Прекрасная, но бессильная живопись
Прекрасная, но бессильная живопись
Было бы весьма соблазнительно выявить, прибегая к ряду других статей Василия Розанова, те причины, по которым русская культура в XIX веке развивалась исключительно в бытовом и комедийно-сатирическом ключе. Пусть это будет вторая, недоговоренная или недостаточно проговоренная тема розановской статьи «Гоголь и его значение для театра».

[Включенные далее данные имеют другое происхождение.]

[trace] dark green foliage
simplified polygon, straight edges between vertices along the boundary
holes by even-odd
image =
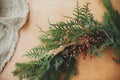
[[[102,0],[104,6],[107,9],[104,17],[111,18],[111,22],[116,26],[116,28],[120,31],[120,14],[117,10],[112,6],[111,0]],[[108,14],[108,15],[106,15]],[[107,18],[106,18],[107,19]],[[110,22],[109,22],[110,23]]]
[[[28,63],[17,63],[14,75],[19,76],[20,79],[27,78],[29,80],[58,80],[61,72],[66,72],[65,80],[69,80],[70,76],[76,73],[76,59],[78,51],[73,51],[74,45],[66,47],[62,52],[57,55],[49,54],[50,50],[56,49],[61,45],[68,45],[75,43],[79,36],[84,35],[87,25],[94,23],[94,19],[88,4],[83,7],[77,6],[74,10],[74,18],[66,22],[58,22],[50,24],[50,30],[44,32],[41,28],[43,35],[40,36],[42,45],[31,49],[25,57],[31,58],[33,61]],[[86,24],[84,23],[86,22]],[[68,51],[68,52],[66,52]]]
[[[16,70],[13,73],[15,76],[19,76],[21,80],[25,78],[29,80],[58,80],[60,72],[68,72],[70,70],[73,71],[71,73],[75,73],[76,70],[76,59],[69,58],[69,60],[66,60],[63,55],[62,53],[54,57],[44,55],[44,57],[38,61],[17,63]],[[70,77],[70,75],[72,75],[71,73],[66,76]]]
[[[103,16],[106,42],[120,58],[120,14],[113,8],[111,0],[102,0],[102,2],[107,10]]]
[[[38,61],[30,61],[28,63],[17,63],[14,75],[18,75],[21,79],[28,78],[29,80],[39,79],[46,71],[50,69],[51,55],[46,55]]]
[[[70,77],[77,74],[77,64],[75,58],[72,58],[69,64],[69,68],[66,71],[64,80],[70,80]]]
[[[101,51],[110,46],[120,57],[120,15],[110,0],[103,0],[103,3],[107,11],[102,24],[90,13],[90,3],[79,6],[77,2],[74,17],[65,16],[69,19],[66,22],[49,22],[47,32],[39,28],[43,33],[39,38],[42,44],[24,55],[32,60],[17,63],[13,74],[20,80],[59,80],[59,75],[65,73],[64,80],[70,80],[72,75],[77,74],[77,60],[81,53],[84,59],[87,54],[101,57]],[[61,46],[64,49],[59,51]]]

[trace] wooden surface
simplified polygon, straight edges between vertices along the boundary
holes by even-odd
[[[76,0],[28,0],[30,6],[29,20],[20,31],[20,38],[16,51],[12,59],[6,64],[6,67],[0,75],[0,80],[19,80],[12,75],[16,62],[25,62],[28,59],[21,57],[28,50],[39,44],[38,37],[40,35],[36,25],[42,29],[48,29],[48,19],[54,23],[65,20],[62,15],[72,16],[72,10],[76,5]],[[91,12],[95,19],[102,21],[102,14],[105,9],[100,0],[88,0],[91,5]],[[80,4],[84,4],[86,0],[79,0]],[[120,0],[113,2],[116,9],[120,10]],[[112,58],[112,50],[107,49],[103,53],[102,58],[82,57],[78,63],[78,75],[72,77],[71,80],[120,80],[120,64],[116,64]]]

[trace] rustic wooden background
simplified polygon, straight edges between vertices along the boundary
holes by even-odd
[[[28,0],[30,7],[29,20],[20,31],[20,38],[12,59],[6,64],[4,71],[0,74],[0,80],[18,80],[12,75],[16,62],[25,62],[28,59],[21,57],[29,49],[39,44],[40,35],[36,25],[48,30],[48,19],[51,22],[65,20],[63,15],[72,16],[72,10],[77,0]],[[82,5],[86,0],[78,0]],[[102,22],[105,11],[100,0],[88,0],[91,12],[96,20]],[[120,11],[120,0],[113,0],[114,7]],[[104,56],[100,58],[79,59],[77,76],[71,80],[120,80],[120,64],[116,64],[111,58],[113,51],[105,50]]]

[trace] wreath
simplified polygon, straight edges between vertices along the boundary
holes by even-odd
[[[13,71],[20,80],[58,80],[65,73],[64,80],[70,80],[77,74],[79,56],[102,56],[107,47],[111,47],[116,55],[113,60],[120,62],[120,15],[111,0],[102,0],[106,12],[103,22],[94,19],[90,13],[89,2],[80,6],[77,2],[73,10],[74,17],[65,16],[66,22],[55,24],[49,22],[49,30],[41,32],[41,44],[25,54],[29,62],[16,63]]]

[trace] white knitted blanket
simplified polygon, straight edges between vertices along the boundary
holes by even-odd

Розановым выделена, прежде всего, стилистическая проблема. Национальные эстетические ориентиры были сполна обретены русской культурой в пушкинскую эпоху, когда Гоголь начинал литературную работу. По мнению Розанова, Россия не имеет ярко выраженной эпохи Возрождения не имеет национального, незаимствованного классицизма, бедна национальным романтизмом. Можно сказать, что русская культура смогла обрести самостоятельность и самоидентифицироваться только в эпоху фантастического реализма, когда фантастический элемент романтизма еще не сошел с литературных подмостков, но уже началась эстетическая борьба за правдоподобие. Эту борьбу за реализм против романтизма, по мнению демократической критики, и суждено было возглавить Гоголю. Романтический гротеск, уже испорченный глубокими связями с реализмом, стал основным художественным методом русской литературы. Романтическая ирония, в западной культуре подвергавшая сомнению божественное устройство мира и способность к его рациональному познанию, распределяется в русском искусстве, прежде всего, на конкретные объекты действительности и тут же перерастает в сатирический сарказм Гоголя и Салтыкова-Щедрина.
Заимствованный из западных литератур русский классицизм порождает и еще одну обязательную черту отечественного искусства: «…в нашей литературе, со времен действительно „простого и ясного“ Пушкина и со времен Гоголя, доведшего эту „простоту“ до вульгарности, установилось жесточайшее отрицание всего патетического, громогласного, широкого в чувствах, возвышенного в словах»{440}. Эстетический страх перед риторикой а-ля Тредиаковский, боязнь ложноклассической литературы, которая не успела по-настоящему развиться хотя бы в том же Сумарокове или Хераскове, порождает и неприятие трагедийной, надбытовой, философской драматургии: «У нас нет никакого чувства к трагедиям Корнеля, Расина, к поэзии В. Гюго» {441}. Именно поэтому ложноклассический стиль выигрывает тогда, когда действие помещено в очень конкретную, узнаваемую бытовую обстановку — как, например, в «Горе от ума».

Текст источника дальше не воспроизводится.